Thomas looked crestfallen, but John patted his shoulder. ‘Every bit of information may help, even if it only shows the mood of this place. I admit, it’s a cheerless house, even for a monastery!’
Just before nightfall, a small cavalcade arrived at the priory. There were two curtained litters slung between pairs of horses, accompanied by several well-dressed men on caparisoned steeds and half a dozen mounted servants, leading several packhorses. In addition, there were three women sitting side-saddle on palfreys. With much jingling of harness, they trooped through the outer gates and dismounted near the entrance to the inner courtyard. One older lady was helped down from the first litter and two younger ones climbed from the other.

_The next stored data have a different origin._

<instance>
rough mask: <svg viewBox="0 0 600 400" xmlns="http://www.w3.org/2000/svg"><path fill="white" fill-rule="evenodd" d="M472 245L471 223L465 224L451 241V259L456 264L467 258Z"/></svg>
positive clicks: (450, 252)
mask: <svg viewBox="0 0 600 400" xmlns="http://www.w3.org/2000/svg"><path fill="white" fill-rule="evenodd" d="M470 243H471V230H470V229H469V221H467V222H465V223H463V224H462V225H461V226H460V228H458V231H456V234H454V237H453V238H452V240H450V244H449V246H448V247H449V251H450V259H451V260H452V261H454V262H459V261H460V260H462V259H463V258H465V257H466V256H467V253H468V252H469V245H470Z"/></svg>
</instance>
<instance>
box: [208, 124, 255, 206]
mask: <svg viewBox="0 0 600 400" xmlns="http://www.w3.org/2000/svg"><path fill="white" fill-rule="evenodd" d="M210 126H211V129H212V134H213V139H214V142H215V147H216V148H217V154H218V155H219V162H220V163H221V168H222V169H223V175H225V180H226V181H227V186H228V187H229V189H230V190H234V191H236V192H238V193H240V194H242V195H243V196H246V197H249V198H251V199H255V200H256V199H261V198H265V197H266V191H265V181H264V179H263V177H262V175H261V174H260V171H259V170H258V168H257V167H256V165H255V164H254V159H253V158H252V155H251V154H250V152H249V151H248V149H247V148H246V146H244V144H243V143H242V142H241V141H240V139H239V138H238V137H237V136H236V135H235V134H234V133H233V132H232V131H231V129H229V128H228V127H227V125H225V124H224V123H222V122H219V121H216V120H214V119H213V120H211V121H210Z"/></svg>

The prior, his chaplain, Brother Ferdinand and several of the obidentiaries were there to receive them outside the door that led into the superior guest-rooms adjacent to the inner gatehouse, joining that to the cellarer’s building.
For the better part of an hour, there was much coming and going as the guests were installed in their various chambers, together with their personal body-servants and luggage. Eventually the main players assembled in the refectory for wine and refreshments, where Prior Robert told them of the coroner’s presence and his requirement that they attend upon him in turn in his makeshift office along the corridor in the cellarium. There was some indignant grumbling about being ordered around by some knight from some outlandish place called Devon, but Robert Northam firmly impressed on them that it was on the direct order of the Chief Justiciar, and hence the king himself.
After a flurry of messages conveyed by a couple of kitchen boys, some form of timetable was agreed and as darkness fell in the late-February afternoon John sat in his small room awaiting his first witness. He kept Thomas with him at a small table in the corner, supplied with pen, ink and parchment, ready to record anything of importance. Two three-branched candlesticks gave a fair light as Brother Ignatius shepherded in a large florid man in middle age.
‘Sir Roger Beaumont,’ announced the monk. ‘A noble baron of Wirksworth Castle in Derbyshire.’ He declaimed this as if he was herald at a coronation, as de Wolfe rose and courteously motioned the new arrival to the chair opposite his table. Roger grunted a reluctant greeting and sat down, revealing himself as a square-faced man with a high colour, his bushy grey eyebrows matching his bristly grey hair, which was shaved up to a line level with his ears in the old Norman fashion. He was dressed in fine though soberhued clothes, a long brown tunic under a green surcoat, all covered with a fur-lined pelisse of heavy black wool.